Problems Facing the “Party of Losers”


Image Courtesy of CNN

By John Maggio

It is not a stretch to say that the Republican Party has been facing trouble for some time now. 

Since November 8, 2016, the Republicans have lost the midterms in 2018, the general election in 2022, and the 2022 midterm elections. The Republicans never had its “red wave,” in the recent 2023 elections. It comes as no surprise that Vivek Ramaswamy, an American entrepreneur and GOP presidential candidate (“Grand Old Party”, another name for the Republican Party), called the Republicans a “party of losers” at the third Republican debate.

This is a party that has been largely unable to find its identity since former President Donald Trump first took office. Several notable anti-Trump Republicans have been kicked out of the party or office since he first took his famous descent down his golden escalator in 2015. This includes former Representative Liz Cheney (who was voted out of the GOP by her state and lost her reelection bid in 2022 for Wyoming’s Congressional seat), Senator Mitt Romney (who will not be seeking reelection in 2024), and MSNBC host of Morning Joe Joe Scarborough (former member of Congress who left the Republican Party due to Trump in 2017).

This loss of identity has also divided the party’s establishment combating, a small yet loud right-wing faction of the GOP – a faction of the party loyal to the former President. This includes the likes of Representatives Jim Jordan (R-OH 4th), Matt Gaetz (R-FL 1st), and Lauren Boebert (R-CO 3rd). Out of all the disputes that this wing has had with the rest of the party and the political system in general, two major instances stick out above the rest: the attempt to not certify Joe Biden as President in January 2021 and the removal of Representative Kevin McCarthy (R-CA 20th) from the role as House Speaker.

In the former of the two instances, this is a clear-cut sign of the faction’s unwillingness to agree that the commander-in-chief is who the American electoral system and people selected. If they do not want to accept who the president is, it is no surprise with their reluctance to create bipartisan policy.

For the latter instance, this shows that the Republican Party is too focused on infighting than governing. Gaetz bringing down McCarthy from the Speakership led to three weeks of chaos in the House while the Republicans attempted to find a Speaker who could have enough support from the mainstream House Republicans and the right wing of the party. This was only made more difficult by the expected nominee of the Republican presidential ticket, former Pres. Donald Trump, playing the role of king-maker when for the Speaker gavel.

With Congress now passing a spending bill to avoid a shutdown until early 2024, how this will affect the new Speaker of the House, Representative Mike Johnson (R-LA 4th) remains to be seen. With the bill being supported by Democrats in the House, Senate, and White House, but not by the right-wing of the Republican Party, it does not seem Johnson will be losing the gavel anytime soon, even though this bipartisan bill is the same action that brought down the former Speaker. Perhaps after the three weeks of debate, the right wing of the House GOP will not wish to repeat the recent chaos.

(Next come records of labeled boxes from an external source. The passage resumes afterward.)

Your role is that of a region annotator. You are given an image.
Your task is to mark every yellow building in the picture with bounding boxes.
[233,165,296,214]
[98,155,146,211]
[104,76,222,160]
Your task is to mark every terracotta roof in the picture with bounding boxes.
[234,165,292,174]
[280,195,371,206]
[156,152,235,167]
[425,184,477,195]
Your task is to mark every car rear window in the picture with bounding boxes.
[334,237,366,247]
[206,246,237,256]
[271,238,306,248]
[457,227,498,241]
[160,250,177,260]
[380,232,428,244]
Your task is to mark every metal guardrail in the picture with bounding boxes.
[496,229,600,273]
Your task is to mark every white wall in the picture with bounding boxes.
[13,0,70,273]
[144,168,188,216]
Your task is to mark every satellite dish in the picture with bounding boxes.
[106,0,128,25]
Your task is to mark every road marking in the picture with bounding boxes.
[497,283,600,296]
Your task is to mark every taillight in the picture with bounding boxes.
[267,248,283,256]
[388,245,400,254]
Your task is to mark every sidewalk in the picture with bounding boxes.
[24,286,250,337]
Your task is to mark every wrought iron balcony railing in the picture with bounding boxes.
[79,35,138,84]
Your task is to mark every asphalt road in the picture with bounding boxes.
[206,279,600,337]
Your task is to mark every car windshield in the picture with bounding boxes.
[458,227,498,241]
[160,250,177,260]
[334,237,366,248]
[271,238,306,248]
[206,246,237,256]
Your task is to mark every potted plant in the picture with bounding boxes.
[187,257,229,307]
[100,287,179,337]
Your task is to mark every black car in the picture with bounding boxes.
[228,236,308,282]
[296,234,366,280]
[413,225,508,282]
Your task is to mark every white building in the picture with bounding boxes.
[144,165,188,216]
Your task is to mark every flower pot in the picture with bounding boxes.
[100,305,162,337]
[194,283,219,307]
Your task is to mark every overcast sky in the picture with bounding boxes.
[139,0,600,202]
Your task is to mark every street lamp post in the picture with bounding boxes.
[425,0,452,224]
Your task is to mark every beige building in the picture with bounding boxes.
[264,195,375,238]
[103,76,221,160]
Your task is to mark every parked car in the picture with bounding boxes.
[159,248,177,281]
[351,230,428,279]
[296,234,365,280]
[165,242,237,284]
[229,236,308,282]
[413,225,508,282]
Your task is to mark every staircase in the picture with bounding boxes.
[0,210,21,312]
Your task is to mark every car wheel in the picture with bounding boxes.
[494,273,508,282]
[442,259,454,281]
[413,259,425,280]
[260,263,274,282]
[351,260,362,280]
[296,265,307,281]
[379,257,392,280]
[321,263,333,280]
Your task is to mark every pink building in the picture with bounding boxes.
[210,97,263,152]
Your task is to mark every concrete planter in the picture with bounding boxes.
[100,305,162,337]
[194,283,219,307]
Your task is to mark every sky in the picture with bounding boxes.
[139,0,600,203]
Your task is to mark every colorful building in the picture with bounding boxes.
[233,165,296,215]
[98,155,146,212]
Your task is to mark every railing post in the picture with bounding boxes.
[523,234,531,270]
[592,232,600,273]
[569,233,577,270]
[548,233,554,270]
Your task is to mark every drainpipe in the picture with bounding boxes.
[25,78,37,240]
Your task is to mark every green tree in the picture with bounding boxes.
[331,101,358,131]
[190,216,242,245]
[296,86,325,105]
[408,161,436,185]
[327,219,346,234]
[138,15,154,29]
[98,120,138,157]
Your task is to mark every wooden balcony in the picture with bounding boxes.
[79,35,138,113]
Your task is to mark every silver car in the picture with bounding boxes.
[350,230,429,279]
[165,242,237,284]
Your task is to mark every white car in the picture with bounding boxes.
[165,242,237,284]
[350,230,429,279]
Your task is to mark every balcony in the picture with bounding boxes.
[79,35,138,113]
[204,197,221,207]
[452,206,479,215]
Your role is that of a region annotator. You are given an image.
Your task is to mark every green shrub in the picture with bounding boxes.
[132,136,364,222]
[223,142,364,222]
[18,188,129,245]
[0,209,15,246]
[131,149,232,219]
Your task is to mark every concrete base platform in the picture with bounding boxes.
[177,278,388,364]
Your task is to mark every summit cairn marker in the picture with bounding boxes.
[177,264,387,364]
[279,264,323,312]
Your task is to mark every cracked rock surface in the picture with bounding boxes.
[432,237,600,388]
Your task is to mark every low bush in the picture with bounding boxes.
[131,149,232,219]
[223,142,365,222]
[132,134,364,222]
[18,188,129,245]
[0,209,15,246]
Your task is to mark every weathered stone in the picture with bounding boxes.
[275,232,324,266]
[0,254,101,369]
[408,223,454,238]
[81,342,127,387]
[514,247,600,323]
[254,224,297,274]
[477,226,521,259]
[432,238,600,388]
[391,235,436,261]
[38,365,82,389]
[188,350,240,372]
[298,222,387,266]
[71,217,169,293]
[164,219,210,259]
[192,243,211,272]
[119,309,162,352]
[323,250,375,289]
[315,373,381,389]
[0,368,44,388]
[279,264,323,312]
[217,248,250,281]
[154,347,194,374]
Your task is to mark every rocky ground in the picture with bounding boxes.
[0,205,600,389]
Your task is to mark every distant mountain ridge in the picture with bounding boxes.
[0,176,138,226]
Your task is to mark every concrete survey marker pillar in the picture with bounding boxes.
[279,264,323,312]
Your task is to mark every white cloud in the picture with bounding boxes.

The dysfunction of the Republican Party is not just something that is affecting those in Washington, D.C.; it has state and local consequences as well.

Last week on Election Day, Republicans lost in some key races, including the Virginia House of Delegates, giving Democrats control of both state chambers, the mayoral race in Philadelphia, the first Congressional House seat in Rhode Island, the governor mansion in Kentucky, and legalization of marijuana in Ohio.

The most concerning result for Republicans is Ohio overwhelmingly making abortion protected in their state’s Constitution. This follows a trend of post-Dobbs elections and ballot initiatives.

Including Ohio, seven states have voted to protect abortion since Roe v. Wade was overturned.

It is no surprise that among these are California and Vermont, two states that have not voted red since former President Ronald Reagan. However,  other states are as red as they come. Kansas, which Trump won in 2020 by 14.6% over Biden, voted in 2022 to keep abortion legal. Michigan, which helped secure Trump’s unprecedented 2016 win, amended its state Constitution in 2022 to protect women’s reproductive rights. The voters of Kentucky and Montana also protected this right in 2022.

When speaking to The New Yorker, Representative Ken Buck (R-CO 4th) said that “the Jim Jordan of 2015 would not recognize the Jim Jordan of 2023. If George W. Bush lied about the outcome of an election, Jim Jordan would have been all over him.”
The party has not been the same for some time now. While the President’s disapproval rates are climbing by the day, these problems plaguing the GOP may leave the party too divided and unpopular to seize this momentum against Biden. With recent polling showing Robert F. Kennedy Jr.’s presidential run affecting Trump’s chances than Biden’s, the voters may prefer four more years of Bidenomics compared to the divided and divisive Republican Party.